Asress Adimi Gikay (PhD), Senior Lecture in AI, Disruptive
Innovation and Law (Brunel University London)
Photo credit: howtostartablogonline.net
In the online space, it is
perhaps difficult to find a more empty promise than “we
value your privacy.“ Businesses promise to preserve our data privacy
rights, but in reality, they have neither the carrot, nor enough sticks, to
make them respect data protection rules. This holds true even in the European
Union (EU), where the most comprehensive data protection legislation—the
General Data Protection Regulation (GDPR)— failed to satisfactorily
deliver on its promise to protect the fundamental rights of citizens. As businesses openly
flout data privacy laws, regulators either struggle to adequately
enforce the law or wilfully ignore infractions.

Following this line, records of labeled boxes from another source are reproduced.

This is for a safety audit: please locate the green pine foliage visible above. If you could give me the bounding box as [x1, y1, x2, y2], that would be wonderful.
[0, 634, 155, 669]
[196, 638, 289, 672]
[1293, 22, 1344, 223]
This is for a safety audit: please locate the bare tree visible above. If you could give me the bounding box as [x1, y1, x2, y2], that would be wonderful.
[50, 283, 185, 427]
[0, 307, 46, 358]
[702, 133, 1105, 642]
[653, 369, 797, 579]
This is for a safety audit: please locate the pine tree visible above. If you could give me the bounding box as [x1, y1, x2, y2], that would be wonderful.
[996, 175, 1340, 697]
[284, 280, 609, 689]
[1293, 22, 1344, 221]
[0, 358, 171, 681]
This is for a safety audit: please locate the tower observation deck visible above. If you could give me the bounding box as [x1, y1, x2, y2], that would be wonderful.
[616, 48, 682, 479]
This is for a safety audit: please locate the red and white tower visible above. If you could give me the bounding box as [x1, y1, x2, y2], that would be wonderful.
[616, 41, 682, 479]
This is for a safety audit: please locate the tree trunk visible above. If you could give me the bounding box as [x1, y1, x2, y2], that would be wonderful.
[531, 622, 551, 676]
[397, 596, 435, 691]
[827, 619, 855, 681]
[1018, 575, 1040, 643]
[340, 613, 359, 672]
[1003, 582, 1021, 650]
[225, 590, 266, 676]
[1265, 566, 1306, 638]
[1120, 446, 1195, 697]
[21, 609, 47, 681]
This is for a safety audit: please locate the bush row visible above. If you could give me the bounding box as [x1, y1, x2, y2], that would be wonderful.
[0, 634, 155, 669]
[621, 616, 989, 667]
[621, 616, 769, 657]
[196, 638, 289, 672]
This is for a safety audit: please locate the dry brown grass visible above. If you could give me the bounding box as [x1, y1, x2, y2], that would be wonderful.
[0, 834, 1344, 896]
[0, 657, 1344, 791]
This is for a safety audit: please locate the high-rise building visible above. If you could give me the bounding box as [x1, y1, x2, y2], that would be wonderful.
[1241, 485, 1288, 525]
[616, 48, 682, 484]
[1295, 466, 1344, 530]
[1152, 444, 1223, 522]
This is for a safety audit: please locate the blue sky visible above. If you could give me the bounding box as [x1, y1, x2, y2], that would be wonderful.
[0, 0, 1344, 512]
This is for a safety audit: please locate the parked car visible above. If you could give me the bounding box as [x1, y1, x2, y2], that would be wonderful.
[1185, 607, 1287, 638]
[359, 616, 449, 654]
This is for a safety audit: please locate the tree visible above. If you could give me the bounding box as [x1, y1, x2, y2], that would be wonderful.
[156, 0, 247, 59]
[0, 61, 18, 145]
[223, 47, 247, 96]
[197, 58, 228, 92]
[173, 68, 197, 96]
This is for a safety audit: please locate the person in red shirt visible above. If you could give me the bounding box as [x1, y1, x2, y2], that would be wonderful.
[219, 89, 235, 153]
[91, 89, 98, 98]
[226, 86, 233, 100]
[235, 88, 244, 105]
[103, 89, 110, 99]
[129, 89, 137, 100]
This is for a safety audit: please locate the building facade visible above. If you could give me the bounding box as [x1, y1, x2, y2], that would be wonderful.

The UK’s data protection authority—
the Information Commissioner's Office (ICO)— has succumbed the most to its
ambition of promoting
innovation and economic growth while simultaneously protecting data
protection rights. Unfortunately, the drive to appeal to businesses has reduced
data privacy rights to mere buzzwords, not just in the business world but also
within the ICO itself.
As a result, the authority's
enforcement record defies the primary objective of protecting the public's data
privacy rights, displaying an unexplainable leniency towards corporations. I
argue that this indefensible record of the ICO’s underscores the authority’s
insistence on operating with failed enforcement policy.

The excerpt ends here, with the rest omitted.